Les femmes, elles aussi, aiment les jeux vidéo au point qu'on sent des changements dans une industrie tirant historiquement son énergie de la testostérone, un monde d'hommes produisant des jeux pour les «gars». Ces années-ci les maisons de production ont compris que la clientèle féminine pouvait être intéressante non seulement dans le créneau de la consommation de jeu, mais aussi dans celui de la production.

Les emplois féminins ne se limitent plus au secteur des relations humaines, de la comptabilité ou des communications. Il y a des filles aux différentes étapes : scénarisation, conception, design et production artistique, programmation et test.

Chez Longtail Studios, il y a près de 20 % de femmes chez les employés.

Elles étaient 12 au moment de l'entrevue avec Le Soleil en novembre. Si elles sont si nombreuses, ce n'est pas tant parce que les studios de Québec sont dirigés par une femme, Mme Estelle Jacquemard, mais surtout parce qu'elles peuvent exprimer leur talent dans un univers qui n'est pas macho.

«Je n'ai jamais senti d'attitude de macho chez mes collègues ou de remarque désobligeante du genre «elle a eu le poste parce qu'elle était jolie»», affirme l'une d'entre elles. «Ici, ce n'est pas une question de force physique, mais de talent, et les gars savent que les filles peuvent être aussi bonnes et performantes qu'eux dans les mêmes domaines. Dans le volet artistique, tu sais dessiner ou tu ne le sais pas, que tu sois un gars ou une fille», raconte une autre.

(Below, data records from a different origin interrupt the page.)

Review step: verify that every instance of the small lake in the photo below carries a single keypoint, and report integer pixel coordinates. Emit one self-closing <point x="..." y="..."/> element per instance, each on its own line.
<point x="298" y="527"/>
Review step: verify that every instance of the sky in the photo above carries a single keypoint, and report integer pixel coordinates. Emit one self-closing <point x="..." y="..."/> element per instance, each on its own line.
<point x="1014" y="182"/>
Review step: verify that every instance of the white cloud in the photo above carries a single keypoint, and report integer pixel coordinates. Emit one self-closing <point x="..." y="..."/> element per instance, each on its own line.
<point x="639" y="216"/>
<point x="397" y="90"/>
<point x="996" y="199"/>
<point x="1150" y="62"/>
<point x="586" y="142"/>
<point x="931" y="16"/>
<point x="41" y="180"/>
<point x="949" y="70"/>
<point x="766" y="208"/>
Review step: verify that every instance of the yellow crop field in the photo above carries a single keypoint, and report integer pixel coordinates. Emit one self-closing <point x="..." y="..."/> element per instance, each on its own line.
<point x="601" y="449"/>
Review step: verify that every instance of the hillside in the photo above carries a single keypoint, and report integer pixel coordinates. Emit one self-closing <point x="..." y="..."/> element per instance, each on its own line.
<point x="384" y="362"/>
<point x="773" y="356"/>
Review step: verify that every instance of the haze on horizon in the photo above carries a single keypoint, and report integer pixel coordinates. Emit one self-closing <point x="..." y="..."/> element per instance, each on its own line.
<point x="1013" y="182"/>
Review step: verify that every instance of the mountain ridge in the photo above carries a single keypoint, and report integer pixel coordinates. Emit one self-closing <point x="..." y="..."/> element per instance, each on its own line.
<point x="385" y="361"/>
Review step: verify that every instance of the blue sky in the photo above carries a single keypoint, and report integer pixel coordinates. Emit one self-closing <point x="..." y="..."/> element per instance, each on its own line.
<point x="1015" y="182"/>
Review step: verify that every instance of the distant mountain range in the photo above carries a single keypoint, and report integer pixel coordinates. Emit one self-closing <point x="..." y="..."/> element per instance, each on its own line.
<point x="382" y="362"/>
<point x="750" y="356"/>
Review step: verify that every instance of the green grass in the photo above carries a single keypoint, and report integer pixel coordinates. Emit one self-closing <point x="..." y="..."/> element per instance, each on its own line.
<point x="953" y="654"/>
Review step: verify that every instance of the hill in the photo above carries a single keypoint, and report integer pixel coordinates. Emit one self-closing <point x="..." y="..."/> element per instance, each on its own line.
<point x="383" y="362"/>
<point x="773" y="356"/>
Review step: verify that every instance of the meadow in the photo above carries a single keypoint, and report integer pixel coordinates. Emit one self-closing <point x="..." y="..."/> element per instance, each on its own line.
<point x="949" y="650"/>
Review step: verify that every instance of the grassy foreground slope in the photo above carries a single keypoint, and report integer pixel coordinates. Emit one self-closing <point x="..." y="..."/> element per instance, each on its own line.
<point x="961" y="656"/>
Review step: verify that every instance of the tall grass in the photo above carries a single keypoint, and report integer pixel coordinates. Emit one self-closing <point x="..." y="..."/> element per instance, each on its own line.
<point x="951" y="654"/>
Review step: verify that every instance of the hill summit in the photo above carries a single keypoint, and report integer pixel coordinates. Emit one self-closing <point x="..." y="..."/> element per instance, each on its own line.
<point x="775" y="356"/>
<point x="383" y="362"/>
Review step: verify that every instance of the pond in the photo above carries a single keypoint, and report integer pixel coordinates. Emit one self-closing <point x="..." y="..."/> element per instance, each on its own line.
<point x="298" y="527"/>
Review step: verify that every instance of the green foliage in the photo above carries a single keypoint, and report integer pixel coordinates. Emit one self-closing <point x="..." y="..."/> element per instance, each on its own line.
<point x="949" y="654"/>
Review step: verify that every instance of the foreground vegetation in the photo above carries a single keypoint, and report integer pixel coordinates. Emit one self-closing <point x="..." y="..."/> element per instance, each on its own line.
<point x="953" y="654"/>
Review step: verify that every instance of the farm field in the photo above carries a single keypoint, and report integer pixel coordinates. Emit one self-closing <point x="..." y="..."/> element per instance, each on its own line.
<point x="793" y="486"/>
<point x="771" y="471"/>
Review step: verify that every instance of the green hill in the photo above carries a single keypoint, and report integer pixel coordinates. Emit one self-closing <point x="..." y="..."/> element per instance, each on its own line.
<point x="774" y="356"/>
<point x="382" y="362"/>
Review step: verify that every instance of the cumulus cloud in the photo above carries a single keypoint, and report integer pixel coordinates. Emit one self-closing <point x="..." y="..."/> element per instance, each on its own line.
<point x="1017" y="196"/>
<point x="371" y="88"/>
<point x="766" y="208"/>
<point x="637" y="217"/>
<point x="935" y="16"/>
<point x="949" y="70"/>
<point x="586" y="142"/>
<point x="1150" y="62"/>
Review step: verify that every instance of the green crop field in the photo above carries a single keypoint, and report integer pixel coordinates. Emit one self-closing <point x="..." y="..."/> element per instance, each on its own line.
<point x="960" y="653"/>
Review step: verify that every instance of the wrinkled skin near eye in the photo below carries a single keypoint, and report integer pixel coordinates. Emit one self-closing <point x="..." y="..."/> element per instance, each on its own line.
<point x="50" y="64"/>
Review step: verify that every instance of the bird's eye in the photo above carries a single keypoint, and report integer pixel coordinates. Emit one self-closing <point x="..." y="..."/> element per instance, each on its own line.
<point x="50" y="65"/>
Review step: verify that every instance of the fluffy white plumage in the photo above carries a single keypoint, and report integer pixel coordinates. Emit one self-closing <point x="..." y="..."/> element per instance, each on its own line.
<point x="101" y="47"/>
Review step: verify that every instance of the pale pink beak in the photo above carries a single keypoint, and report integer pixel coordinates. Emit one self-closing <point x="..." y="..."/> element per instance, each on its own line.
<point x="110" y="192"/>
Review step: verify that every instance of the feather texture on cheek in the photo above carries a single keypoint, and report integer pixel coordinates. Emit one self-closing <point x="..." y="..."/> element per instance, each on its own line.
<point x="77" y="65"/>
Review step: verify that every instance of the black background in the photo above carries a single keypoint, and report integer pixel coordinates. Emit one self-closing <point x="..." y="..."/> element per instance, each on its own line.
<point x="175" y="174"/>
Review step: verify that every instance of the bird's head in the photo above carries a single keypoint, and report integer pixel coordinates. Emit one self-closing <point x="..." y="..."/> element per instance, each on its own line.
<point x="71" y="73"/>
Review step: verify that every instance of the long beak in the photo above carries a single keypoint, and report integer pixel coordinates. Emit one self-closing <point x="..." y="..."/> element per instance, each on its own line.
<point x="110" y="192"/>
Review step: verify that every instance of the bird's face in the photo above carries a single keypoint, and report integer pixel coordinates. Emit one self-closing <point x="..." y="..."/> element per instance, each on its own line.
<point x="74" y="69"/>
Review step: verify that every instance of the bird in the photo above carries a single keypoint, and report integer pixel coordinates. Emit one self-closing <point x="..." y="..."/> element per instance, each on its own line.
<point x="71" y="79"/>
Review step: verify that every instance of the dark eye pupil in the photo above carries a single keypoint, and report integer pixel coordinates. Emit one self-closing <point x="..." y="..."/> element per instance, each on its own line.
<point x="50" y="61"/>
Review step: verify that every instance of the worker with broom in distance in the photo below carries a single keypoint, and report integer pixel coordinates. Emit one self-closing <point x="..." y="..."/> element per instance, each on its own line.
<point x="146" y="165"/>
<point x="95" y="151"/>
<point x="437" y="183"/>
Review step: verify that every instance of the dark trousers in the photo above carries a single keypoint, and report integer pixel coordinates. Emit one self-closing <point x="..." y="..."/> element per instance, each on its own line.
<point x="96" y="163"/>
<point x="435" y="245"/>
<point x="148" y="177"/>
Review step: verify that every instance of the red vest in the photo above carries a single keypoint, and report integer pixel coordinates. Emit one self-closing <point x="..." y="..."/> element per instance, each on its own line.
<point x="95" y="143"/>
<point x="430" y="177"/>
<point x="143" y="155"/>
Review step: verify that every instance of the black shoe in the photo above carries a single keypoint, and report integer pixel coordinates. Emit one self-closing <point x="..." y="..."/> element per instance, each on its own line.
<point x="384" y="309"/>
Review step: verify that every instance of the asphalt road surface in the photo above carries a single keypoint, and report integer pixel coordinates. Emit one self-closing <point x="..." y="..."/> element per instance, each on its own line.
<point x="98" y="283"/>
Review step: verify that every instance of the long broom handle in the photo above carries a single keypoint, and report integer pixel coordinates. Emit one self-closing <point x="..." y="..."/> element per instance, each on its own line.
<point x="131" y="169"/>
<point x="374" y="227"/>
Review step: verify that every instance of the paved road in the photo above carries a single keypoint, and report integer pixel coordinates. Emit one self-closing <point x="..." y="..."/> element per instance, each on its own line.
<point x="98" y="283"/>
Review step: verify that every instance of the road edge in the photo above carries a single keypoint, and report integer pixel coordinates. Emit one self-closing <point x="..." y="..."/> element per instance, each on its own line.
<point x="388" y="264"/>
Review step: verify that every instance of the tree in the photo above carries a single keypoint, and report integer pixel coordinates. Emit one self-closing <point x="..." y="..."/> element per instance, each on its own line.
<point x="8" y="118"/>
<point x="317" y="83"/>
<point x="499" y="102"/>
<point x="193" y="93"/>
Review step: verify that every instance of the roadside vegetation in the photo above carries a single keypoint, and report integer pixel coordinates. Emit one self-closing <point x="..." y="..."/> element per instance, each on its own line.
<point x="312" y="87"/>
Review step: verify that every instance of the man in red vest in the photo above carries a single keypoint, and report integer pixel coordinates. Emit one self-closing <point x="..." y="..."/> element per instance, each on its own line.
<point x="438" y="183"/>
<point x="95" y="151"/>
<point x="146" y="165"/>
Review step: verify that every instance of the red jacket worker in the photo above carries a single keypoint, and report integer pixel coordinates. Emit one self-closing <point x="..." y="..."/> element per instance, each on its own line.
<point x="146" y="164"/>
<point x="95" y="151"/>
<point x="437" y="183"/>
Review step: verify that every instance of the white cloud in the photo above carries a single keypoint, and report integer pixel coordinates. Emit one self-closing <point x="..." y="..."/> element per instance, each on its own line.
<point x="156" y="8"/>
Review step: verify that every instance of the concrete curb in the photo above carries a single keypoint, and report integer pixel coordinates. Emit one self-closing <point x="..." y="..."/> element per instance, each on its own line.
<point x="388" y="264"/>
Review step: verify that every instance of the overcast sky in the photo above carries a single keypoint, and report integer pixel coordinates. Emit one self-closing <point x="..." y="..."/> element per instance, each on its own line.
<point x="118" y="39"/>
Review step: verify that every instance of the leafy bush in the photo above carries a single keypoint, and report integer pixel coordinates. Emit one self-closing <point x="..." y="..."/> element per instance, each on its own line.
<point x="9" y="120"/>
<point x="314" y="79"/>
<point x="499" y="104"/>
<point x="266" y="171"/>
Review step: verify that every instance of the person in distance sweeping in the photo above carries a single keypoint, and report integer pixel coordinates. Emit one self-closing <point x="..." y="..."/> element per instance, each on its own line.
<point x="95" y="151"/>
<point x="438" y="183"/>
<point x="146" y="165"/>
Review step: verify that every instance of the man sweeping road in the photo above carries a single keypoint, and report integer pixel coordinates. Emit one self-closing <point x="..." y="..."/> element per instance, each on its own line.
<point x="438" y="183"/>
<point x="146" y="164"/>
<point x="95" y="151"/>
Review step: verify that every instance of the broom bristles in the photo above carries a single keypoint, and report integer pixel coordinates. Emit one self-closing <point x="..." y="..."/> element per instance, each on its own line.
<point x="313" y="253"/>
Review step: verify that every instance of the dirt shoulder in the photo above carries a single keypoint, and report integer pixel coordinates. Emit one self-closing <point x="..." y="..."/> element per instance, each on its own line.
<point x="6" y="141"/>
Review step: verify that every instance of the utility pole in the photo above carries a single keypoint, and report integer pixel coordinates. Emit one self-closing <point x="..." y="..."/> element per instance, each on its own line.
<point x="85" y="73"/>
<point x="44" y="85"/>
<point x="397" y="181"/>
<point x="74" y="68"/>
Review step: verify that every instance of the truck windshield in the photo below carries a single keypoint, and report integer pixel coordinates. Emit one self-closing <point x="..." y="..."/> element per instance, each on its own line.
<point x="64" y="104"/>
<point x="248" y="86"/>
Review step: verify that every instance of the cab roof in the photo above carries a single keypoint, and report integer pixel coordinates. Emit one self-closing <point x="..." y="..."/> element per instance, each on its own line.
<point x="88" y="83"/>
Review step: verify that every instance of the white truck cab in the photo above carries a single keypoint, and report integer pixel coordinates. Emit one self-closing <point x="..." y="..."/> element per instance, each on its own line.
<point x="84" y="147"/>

Reste quand même que chaque fois qu'une nouvelle arrive dans l'entreprise, les gars lèvent les yeux de leur écran, pour reluquer, avant de replonger dans la zone de clavardage pour faire leurs commentaires. Mais ça dure un jour ou deux. Même chose pour la gêne du départ. Elle disparaît rapidement et le naturel reprend le dessus. Toutefois, si les gars sont un peu plus grivois parfois, ils ne sont jamais déplacés ou irrespectueux. Au contraire, toutes les filles affirment avoir été très bien accueillies, chacune sachant qu'elle a sa place. Contrairement à ce que l'on pourrait croire, le monde du jeu n'est pas sexiste ni peuplé de machos. Et s'il y avait quelques forts en gueule, elles sauraient faire face à la musique. «Ils sont taquins, mais pas sexistes. Ils sont sociables, amicaux. En plus, ils sont jeunes, d'une génération qui a appris à travailler avec des filles», poursuit une autre.

Quelques-unes décrivent à quel point les expériences de travail dans d'autres milieux étaient à l'opposé de celles vécues dans un studio de jeu. Que ce soit en restauration, dans le monde de la mode, de l'horticulture ou de l'enseignement, voire dans un univers féminin, le travail dans un studio de jeu est plus agréable parce que tout le monde doit travailler en équipe en misant sur les talents et les forces des uns et des autres.

Et une programmeuse parlant des programmeurs raconte qu'au moment d'arriver dans son premier cours de programmation au cégep, on l'avait prévenu que les étudiants dans ce domaine étaient des petits frêles très ados. Elle refusait de le croire en se disant qu'il y en aurait certainement quel-ques-uns plus cute et plus costauds : «Ben non, quand je les ai vus, je me suis dit que j'étais celle qui avait le plus haut taux de testostérone dans le groupe.»